Muscle Mass and Strength: Top Two Biomarkers of Aging
Live Like You Can
By Janis McDonald
Recently, I shared the study that ignited a huge shift in thinking about how we age and how strength training can postpone entry into the disability zone. In 1992 William Evans, PhD, and Dr. Irwin Rosenberg at Tufts University USDA Human Nutrition Research Center on Aging conducted the first ever study of men in their 90s and intense strength training. The results with 173% average upper and 400% average lower body strength gained. were astonishing
In fact, today when people as old as 100 get involved in a weight-training program, they can triple their strength, improve their balance, and increase their overall activity level while reducing their risk of falling down. Clearly, the earlier strength training is started, the greater the effect. However, research shows that starting after 70 can still bring significant results and extend life expectancy.
Dr. Evans states, “My book, Biomarkers: The 10 Keys to Prolonging Vitality, is based on my hypothesis that these 10 biological markers that have been thought to occur as a result of chronological age are, in fact, a product of how we live our lives. These biomarkers include muscle mass, strength, basal metabolic rate, aerobic capacity, blood pressure, insulin action, HDL to total cholesterol ratio, bone density, and ability to control body temperature. Our study contradicts the common observation that muscle mass and strength decline as a function of aging alone. Instead, these declines may signal the effect of chronic disuse rather than muscle aging. Maintenance of muscle mass and strength may decrease or eliminate falls, functional decline, and loss of independence that are commonly seen in aging adults.”
The old paradigm about aging states that after 45, our muscles and strength decline sharply. We know now that this paradigm is wrong! If muscles are used frequently, they can maintain their strength, and when muscles are pushed to the limit of their capacity, a resulting “increase” in strength will happen, no matter your age.
To maintain or rebuild muscle mass and strength, effective resistance training is the only way to bring results. The amount of weight should “fatigue” the muscles after 10 lifts. Lifting the same weight 20 times will not bring an increase in muscle or strength.
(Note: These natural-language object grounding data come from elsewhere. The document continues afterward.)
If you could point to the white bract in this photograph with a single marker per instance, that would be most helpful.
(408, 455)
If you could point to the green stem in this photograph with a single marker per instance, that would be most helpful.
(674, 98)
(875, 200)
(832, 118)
Remember that each individual who begins a strength-training program may start with different physical issues that may require modification, a beginning lower intensity, and possibly a doctor’s clearance.
Going to a gym is optional. Many strength-building programs can begin at home with slow pushups, chair squats, dips, and planks. You may be thinking, “I can’t do one repetition of any of these!” All you might need are instructions on modifying the exercise in order to challenge you where you are now.
Bottom line, the first two biomarkers are seen as the pillars of vitality that support the rest of the indicators of aging. The good news is that loss of muscle mass and strength is not inevitable. It can be maintained or regained with exercise. Increasing muscle will most likely support the remaining eight biomarkers.